Guest post by Amber Gregory, Coordinator of E-Rate Services at the Arkansas State Library, which uses funds provided by an IMLS LSTA grant to train librarians to facilitate coding programs.
Coding and computer science are a priority in Arkansas, and public libraries are working alongside schools to bring coding opportunities to youth of our state. Many Arkansas public libraries offer coding programming, and the Arkansas State Library is committed to educating and encouraging public libraries in their coding efforts. Our coding initiatives also allow us to get a statewide picture of which public libraries are coding, what those programs look like and who these programs reach.

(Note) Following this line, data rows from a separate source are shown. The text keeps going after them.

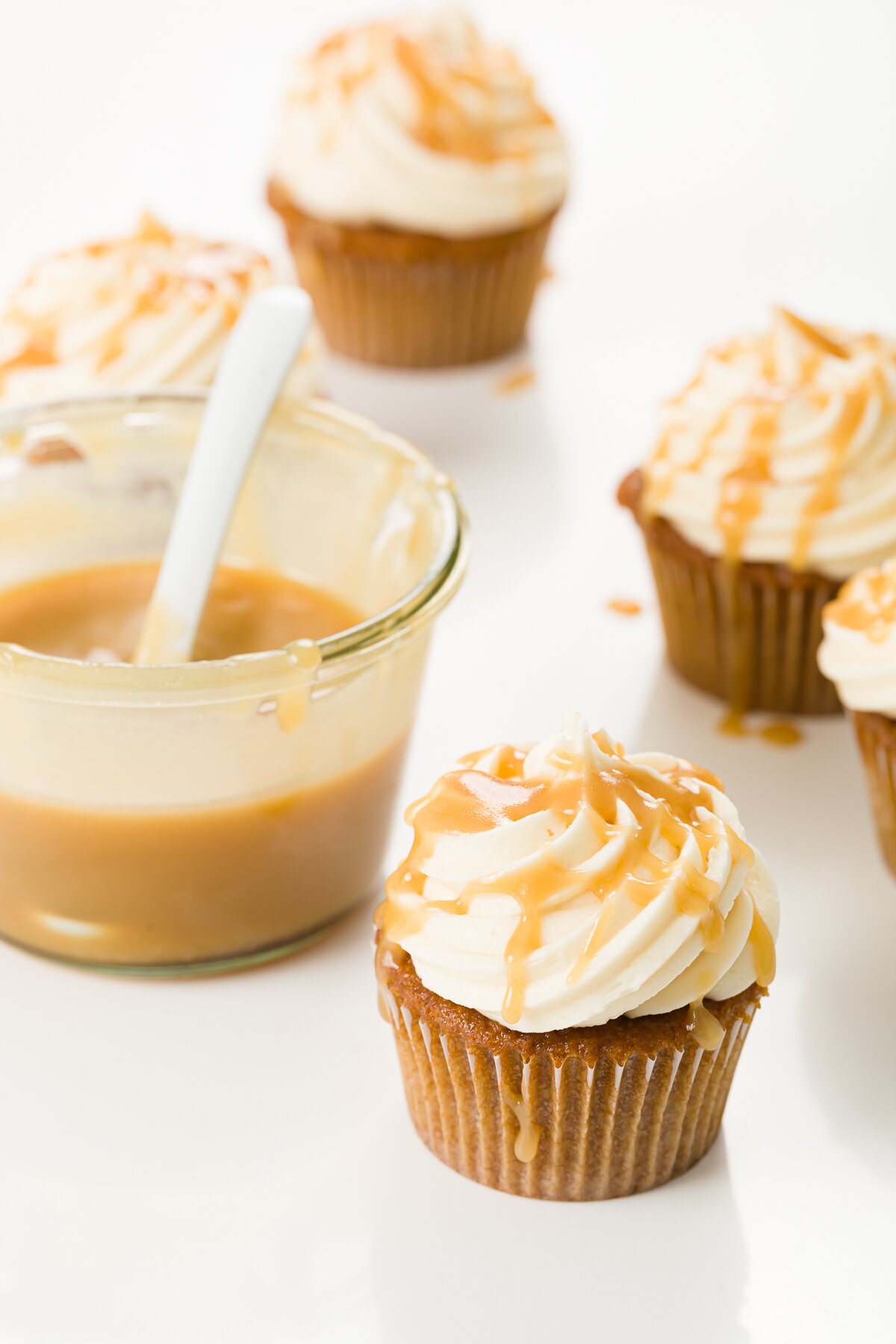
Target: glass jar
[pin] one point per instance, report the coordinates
(210, 815)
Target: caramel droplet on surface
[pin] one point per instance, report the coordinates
(781, 734)
(778, 734)
(623, 606)
(516, 382)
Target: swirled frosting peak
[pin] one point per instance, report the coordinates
(420, 125)
(151, 309)
(782, 449)
(570, 883)
(859, 650)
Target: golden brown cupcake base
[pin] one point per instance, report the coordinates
(415, 300)
(747, 633)
(876, 734)
(585, 1113)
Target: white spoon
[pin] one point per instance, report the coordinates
(257, 358)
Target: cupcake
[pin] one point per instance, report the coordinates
(417, 178)
(571, 957)
(152, 309)
(774, 479)
(859, 655)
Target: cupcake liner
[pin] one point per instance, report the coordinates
(588, 1113)
(414, 300)
(747, 633)
(876, 737)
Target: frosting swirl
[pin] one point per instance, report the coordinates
(421, 127)
(147, 311)
(568, 885)
(859, 650)
(783, 449)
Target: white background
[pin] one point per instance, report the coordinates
(231, 1160)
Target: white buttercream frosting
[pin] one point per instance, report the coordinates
(422, 127)
(152, 309)
(783, 449)
(568, 885)
(859, 650)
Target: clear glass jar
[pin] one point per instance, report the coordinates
(193, 818)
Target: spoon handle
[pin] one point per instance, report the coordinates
(258, 355)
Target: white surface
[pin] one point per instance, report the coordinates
(196, 1162)
(258, 355)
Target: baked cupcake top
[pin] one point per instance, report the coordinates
(418, 125)
(568, 883)
(859, 650)
(783, 449)
(147, 311)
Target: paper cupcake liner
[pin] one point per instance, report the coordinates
(876, 737)
(747, 633)
(414, 300)
(593, 1113)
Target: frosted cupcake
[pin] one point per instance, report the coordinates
(859, 655)
(152, 309)
(774, 479)
(418, 178)
(571, 957)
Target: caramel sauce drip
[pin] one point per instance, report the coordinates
(742, 488)
(763, 949)
(867, 604)
(707, 1030)
(526, 1144)
(741, 499)
(672, 808)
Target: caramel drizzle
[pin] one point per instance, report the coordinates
(665, 808)
(181, 267)
(867, 604)
(447, 121)
(743, 487)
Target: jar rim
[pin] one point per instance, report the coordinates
(420, 605)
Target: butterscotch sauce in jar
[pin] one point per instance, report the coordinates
(220, 812)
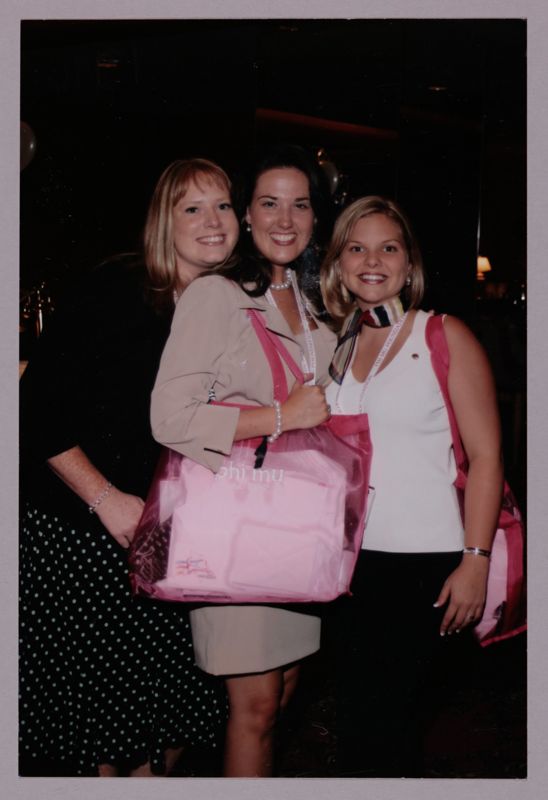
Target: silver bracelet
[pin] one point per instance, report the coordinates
(278, 426)
(477, 551)
(98, 500)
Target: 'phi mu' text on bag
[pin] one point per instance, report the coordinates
(243, 472)
(286, 530)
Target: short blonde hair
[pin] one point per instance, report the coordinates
(158, 242)
(338, 300)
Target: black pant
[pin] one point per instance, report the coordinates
(387, 638)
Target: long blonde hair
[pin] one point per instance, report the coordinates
(158, 242)
(338, 300)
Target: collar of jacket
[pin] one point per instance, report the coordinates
(275, 320)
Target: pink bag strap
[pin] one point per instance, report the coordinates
(273, 349)
(439, 354)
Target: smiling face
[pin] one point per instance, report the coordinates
(374, 263)
(281, 215)
(205, 228)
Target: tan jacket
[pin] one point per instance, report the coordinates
(212, 345)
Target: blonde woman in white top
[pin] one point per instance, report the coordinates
(420, 576)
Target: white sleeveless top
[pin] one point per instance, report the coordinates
(415, 507)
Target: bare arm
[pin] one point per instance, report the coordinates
(119, 512)
(305, 407)
(472, 392)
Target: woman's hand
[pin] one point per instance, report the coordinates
(464, 592)
(120, 513)
(305, 407)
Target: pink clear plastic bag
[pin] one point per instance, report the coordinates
(290, 531)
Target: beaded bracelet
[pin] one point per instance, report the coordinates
(98, 500)
(278, 426)
(477, 551)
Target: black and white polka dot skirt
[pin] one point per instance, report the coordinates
(104, 677)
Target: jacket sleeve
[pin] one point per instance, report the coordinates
(181, 417)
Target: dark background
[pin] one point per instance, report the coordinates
(431, 112)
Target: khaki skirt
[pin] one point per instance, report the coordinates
(234, 640)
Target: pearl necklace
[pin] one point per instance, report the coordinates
(286, 284)
(376, 366)
(309, 364)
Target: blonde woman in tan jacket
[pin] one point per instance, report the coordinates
(212, 348)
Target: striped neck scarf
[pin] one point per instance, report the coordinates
(383, 316)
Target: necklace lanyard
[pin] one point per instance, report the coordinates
(376, 366)
(308, 364)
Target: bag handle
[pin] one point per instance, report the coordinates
(273, 349)
(439, 354)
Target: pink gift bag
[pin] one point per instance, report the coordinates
(289, 530)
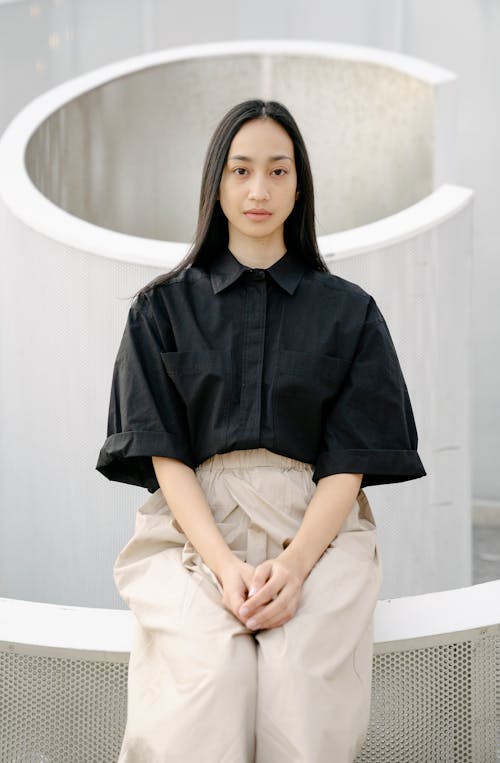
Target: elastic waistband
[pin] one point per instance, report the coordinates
(244, 459)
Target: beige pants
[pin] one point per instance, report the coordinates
(202, 688)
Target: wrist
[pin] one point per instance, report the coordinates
(296, 560)
(226, 560)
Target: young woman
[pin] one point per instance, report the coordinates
(255, 394)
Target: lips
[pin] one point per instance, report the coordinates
(258, 214)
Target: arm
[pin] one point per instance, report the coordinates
(277, 583)
(188, 503)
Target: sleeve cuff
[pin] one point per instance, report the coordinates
(126, 456)
(378, 467)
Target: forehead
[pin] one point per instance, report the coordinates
(261, 138)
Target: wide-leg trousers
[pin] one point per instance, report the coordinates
(202, 687)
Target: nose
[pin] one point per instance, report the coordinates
(258, 190)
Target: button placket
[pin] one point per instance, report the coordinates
(253, 355)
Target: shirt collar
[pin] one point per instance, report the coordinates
(226, 269)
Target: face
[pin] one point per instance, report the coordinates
(259, 183)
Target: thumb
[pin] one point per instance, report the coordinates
(260, 577)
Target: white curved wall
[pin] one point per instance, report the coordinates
(59, 345)
(46, 42)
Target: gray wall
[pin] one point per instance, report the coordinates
(45, 43)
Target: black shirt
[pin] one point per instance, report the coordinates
(287, 358)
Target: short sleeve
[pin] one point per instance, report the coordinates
(370, 428)
(146, 415)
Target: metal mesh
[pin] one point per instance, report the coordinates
(437, 702)
(57, 709)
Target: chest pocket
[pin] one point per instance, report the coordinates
(203, 379)
(310, 373)
(305, 383)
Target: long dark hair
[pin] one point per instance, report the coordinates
(212, 231)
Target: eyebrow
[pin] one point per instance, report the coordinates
(278, 157)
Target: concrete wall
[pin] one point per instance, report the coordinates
(44, 43)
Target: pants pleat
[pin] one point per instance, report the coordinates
(202, 688)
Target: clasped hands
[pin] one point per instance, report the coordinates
(265, 596)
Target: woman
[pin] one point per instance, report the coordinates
(254, 395)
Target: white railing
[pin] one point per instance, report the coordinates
(435, 691)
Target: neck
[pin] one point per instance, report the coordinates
(257, 253)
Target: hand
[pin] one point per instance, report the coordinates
(274, 595)
(236, 579)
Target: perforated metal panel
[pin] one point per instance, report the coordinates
(58, 709)
(433, 701)
(436, 702)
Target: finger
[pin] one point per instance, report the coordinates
(260, 577)
(264, 597)
(272, 615)
(268, 612)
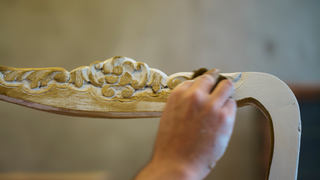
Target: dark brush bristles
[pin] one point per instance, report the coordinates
(201, 71)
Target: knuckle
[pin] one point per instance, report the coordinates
(206, 78)
(227, 84)
(195, 96)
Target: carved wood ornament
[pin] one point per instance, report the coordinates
(120, 87)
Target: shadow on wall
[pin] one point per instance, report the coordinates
(277, 37)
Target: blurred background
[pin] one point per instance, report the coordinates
(279, 37)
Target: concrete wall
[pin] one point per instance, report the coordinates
(280, 37)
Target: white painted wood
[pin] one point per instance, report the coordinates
(133, 90)
(283, 108)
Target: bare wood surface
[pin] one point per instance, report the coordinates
(122, 88)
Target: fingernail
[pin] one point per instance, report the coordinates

The seeds of the Arkansas State Library coding initiatives were planted when we started asking public librarians about coding programming in their libraries. The feedback ranged from “We want to code, but don’t know where to start” to “We have an existing program, but want to expand the current offerings.” To make sure all public libraries have a chance to learn the basics of coding and about existing resources, the Arkansas State Library scheduled 3 coding trainings to introduce analog and basic block coding. Trainings are scheduled in different parts of the state to reach the maximum number of libraries. Whether the librarian chooses to facilitate coding programming or if they seek a community volunteer, basic knowledge of coding concepts provides confidence to shape the coding program. An added benefit of the training allows librarians to network and share their coding experiences.
We didn’t want to offer training on such a relevant topic, then send librarians home empty-handed. Each library location in attendance returns to their library with a Coding in a Box Kit. Each kit contains an assortment of coding robots, computational thinking board games and Lego robotics sets. At the first training held on November 20th, the coding trainer demonstrated the coding goodies to “oohs” and “aahs” from the attendees. We have already heard from libraries that are planning coding programs around the contents of their Coding in a Box Kit. One library’s teens were immediately excited when the kits were brought into the library. Two more trainings are scheduled, and we expect to distribute coding kits to training attendees throughout the state.
In addition to the Coding in a Box Kit, the Arkansas State Library mailed 11 coding print titles to each public library branch location in the state. Librarians love books, and a small collection on a new topic can be an excellent entry into coding. The feedback from libraries, both experienced and new to coding, is that coding books always check out.
Public libraries are able to offer coding in the informal learning environment that compliments what is happening in public education. We are fortunate that Arkansas is a national leader with computer science offered in every K-12 public school. Each community will approach the opportunity to provide a continuum of coding experiences across library type differently, and we look forward to seeing these collaborations.
Coding initiatives are an Arkansas State Library project utilizing Institute of Museum and Library Services (IMLS) funding with the purpose to educate public librarians about coding and empower them to facilitate coding programming in their local library.